When the World Bank talks about raising taxes, Kenyans hear one thing — life is about to get harder.
In its latest advisory, the Bank urged Kenya to consider increasing VAT and excise duty to help clear over KSh526 billion in pending bills. It argues that paying off these debts would restore fiscal stability and free up funds for development.
But for many Kenyans already battling high fuel prices, job losses, and stagnant incomes, the timing couldn’t be worse.
Lobby groups such as the Motorists Association of Kenya (MAK) have joined citizens in opposing the idea, warning that taxing essentials like fuel, gas, and electricity would drive up prices on nearly everything. For low-income earners and hand-to-mouth households, even a small tax increase could mean skipping meals, delaying school fees, or falling deeper into debt.
Critics like lawyer Peter Wanyama say Kenya’s problem isn’t a lack of revenue — it’s poor spending discipline. Billions are lost to corruption and inefficient projects.
Instead of burdening citizens further, experts argue the government should cut wasteful spending, enforce transparency, and invest in productive sectors that grow jobs and expand the tax base naturally.
According to the Kenya National Bureau of Statistics, inflation stood at about 5.7% in September, driven mainly by food and fuel prices.
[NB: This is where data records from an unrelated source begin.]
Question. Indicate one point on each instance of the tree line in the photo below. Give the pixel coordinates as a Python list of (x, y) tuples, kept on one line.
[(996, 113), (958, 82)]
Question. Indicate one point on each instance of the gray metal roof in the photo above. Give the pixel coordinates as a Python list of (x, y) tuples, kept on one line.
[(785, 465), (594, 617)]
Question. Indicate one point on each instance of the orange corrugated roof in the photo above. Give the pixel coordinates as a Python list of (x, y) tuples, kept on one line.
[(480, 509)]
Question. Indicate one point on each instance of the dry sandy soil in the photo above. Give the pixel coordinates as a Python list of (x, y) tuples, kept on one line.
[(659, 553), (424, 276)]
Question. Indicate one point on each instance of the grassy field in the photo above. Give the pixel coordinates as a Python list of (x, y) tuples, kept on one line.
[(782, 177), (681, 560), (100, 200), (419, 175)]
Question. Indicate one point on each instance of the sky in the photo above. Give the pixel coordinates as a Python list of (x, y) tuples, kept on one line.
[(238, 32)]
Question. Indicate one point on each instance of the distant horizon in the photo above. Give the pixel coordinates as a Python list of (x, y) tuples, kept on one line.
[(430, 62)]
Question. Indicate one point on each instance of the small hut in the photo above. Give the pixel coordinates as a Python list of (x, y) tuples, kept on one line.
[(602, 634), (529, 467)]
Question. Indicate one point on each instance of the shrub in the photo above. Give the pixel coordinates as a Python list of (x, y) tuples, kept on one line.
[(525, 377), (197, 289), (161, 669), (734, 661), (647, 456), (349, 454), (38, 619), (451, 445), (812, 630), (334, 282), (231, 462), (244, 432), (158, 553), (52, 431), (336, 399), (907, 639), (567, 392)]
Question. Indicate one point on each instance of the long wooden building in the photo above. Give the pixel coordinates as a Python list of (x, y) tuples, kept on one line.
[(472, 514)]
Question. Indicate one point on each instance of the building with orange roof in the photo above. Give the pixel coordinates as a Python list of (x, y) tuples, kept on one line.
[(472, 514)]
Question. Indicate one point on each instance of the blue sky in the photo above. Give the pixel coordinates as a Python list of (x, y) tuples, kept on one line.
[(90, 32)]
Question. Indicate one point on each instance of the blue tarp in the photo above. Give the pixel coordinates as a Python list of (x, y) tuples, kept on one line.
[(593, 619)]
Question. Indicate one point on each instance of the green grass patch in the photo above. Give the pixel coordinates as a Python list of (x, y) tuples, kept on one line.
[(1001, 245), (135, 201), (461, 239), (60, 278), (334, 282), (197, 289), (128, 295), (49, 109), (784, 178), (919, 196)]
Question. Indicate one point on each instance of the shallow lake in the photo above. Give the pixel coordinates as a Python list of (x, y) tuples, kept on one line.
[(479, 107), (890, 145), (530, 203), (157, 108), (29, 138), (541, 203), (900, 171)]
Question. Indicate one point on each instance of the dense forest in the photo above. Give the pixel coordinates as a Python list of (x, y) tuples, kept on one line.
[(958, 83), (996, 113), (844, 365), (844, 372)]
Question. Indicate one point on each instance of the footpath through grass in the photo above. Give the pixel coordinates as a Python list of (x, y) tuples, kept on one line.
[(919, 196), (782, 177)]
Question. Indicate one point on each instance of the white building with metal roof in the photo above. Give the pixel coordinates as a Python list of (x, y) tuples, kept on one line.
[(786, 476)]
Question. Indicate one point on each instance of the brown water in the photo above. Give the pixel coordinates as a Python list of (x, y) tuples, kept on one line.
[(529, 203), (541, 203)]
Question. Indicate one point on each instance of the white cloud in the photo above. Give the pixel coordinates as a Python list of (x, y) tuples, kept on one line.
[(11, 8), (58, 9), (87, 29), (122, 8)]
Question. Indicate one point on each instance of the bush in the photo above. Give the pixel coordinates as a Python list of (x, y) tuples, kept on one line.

More taxes would only add pressure to household budgets while cooling demand across the economy.
For investors, that could mean slower consumer spending, tighter profit margins, and uncertainty in sectors like retail, transport, and manufacturing.
The smarter fix lies in efficiency, not extra levies — sealing revenue leaks, auditing stalled projects, and supporting small businesses that power local growth.